Author + information
- Akhil Parashar, MD,
- Shikhar Agarwal, MD, MPH,
- Navkaranbir S. Bajaj, MD,
- E. Murat Tuzcu, MD and
- Samir R. Kapadia, MD∗ ()
- ↵∗Department of Cardiovascular Medicine, Heart and Vascular Institute, Cleveland Clinic, 9500 Euclid Avenue, J2-3, Cleveland, Ohio 44195
We thank Messori et al. for their interest in our recent systematic review of outcomes after implantation of percutaneous left atrial appendage (LAA) occlusion devices (1). The authors have used a novel statistical analysis to raise the possibility that LAA occlusion devices might be superior to newer oral anticoagulants (NOACs) in preventing stroke or systemic embolism. This is potentially a thought-provoking observation in favor of the efficacy of the percutaneous closure of the LAA.

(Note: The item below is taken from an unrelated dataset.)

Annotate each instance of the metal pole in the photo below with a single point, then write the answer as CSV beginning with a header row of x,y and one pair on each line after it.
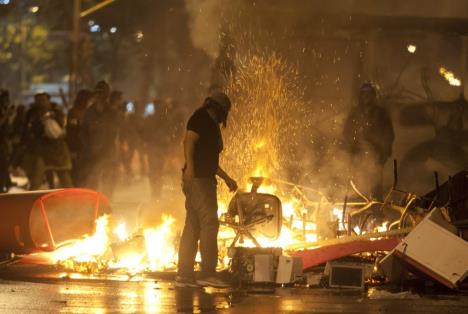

The pivotal noninferiority randomized, controlled trials like RE-LY (Randomized Evaluation of Long-Term Anticoagulant Therapy), ARISTOTLE (Apixaban for Reduction in Stroke and Other Thromboembolic Events in Atrial Fibrillation), and ROCKET-AF (Rivaroxaban Once Daily Oral Direct Factor Xa Inhibitor Compared with Vitamin K Antagonism for Prevention of Stroke and Embolism Trial in Atrial Fibrillation) have tested whether individual NOACs were noninferior to warfarin in preventing stroke or systemic embolism (2–4). The noninferiority margin in these trials was derived from an earlier meta-analysis of outcomes after administration of warfarin compared with placebo (5). The noninferiority margin was set at half the 95% confidence interval of the estimated effect of warfarin compared with placebo. Messori et al. have used this methodology in a unique quantitative-analytic framework to calculate the difference in outcomes between LAA occlusion devices and NOACs.
Although the superiority of LAA occlusion devices over NOACs is a possibility, the analysis described by Messori et al. is also somewhat provocative. We agree that this is a very interesting hypothesis and therefore would need to be verified in head-to-head randomized, controlled trials before widespread acceptability in clinical practice.